Second, he said, no matter what happened in the past, especially amid the pandemic, a plaintiff seeking injunctive relief must prove a real threat of future injury.
Chief Justice John G. Roberts Jr. and Justices Sonia Sotomayor, Elena Kagan, Brett M. Kavanaugh and Ketanji Brown Jackson joined the majority opinion.
In dissent, Justice Alito focused on the experience of Jill Hines, a health care activist who helped run Health Freedom Louisiana, a group that opposed mask and vaccine mandates.

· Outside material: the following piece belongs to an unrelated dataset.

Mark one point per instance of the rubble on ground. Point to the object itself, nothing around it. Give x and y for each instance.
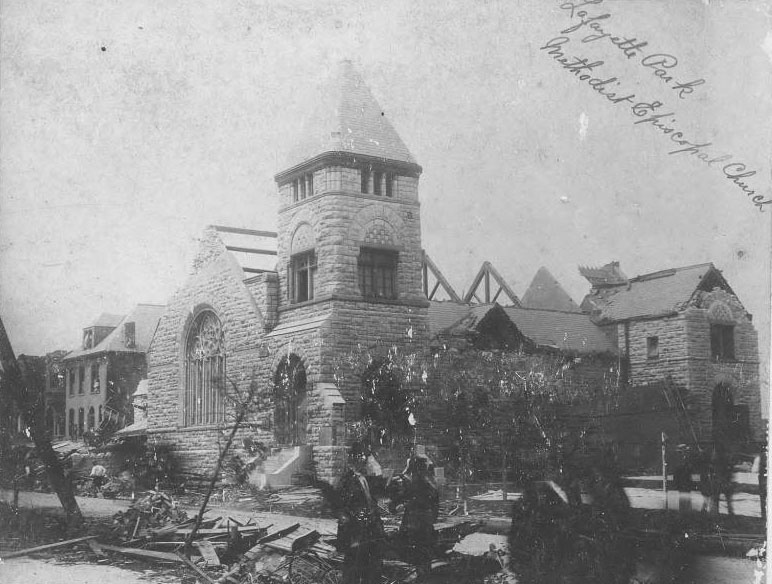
(225, 550)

“Hines showed that, when she sued, Facebook was censoring her Covid-related posts and groups,” Justice Alito wrote. “And because the White House pushed Facebook to modify its censorship policies, the censorship of Hines was, at least in part, caused by the White House and could be remedied by an injunction against the continuation of that conduct.”
In May, the court unanimously ruled in favor of the National Rifle Association in a case that raised similar issues. In that case, NRA v. Vullo, the justices said the group could bring a First Amendment claim against a New York State official who had encouraged companies to stop doing business with him.
That decision, coupled with that in Wednesday’s case, Murthy v. Missouri, No. 23-411, sent a troubling message, Justice Alito wrote.
“What officials did in this case was more subtle than the censorship found unconstitutional in Vullo, but no less coercive,” he wrote. “And because of the high positions of the perpetrators, it was even more dangerous.”
He added: “The officials who read today’s decision along with Vullo will get the message. If a campaign of coercion is carried out with sufficient sophistication, it can succeed. That is not a message this court should be sending.”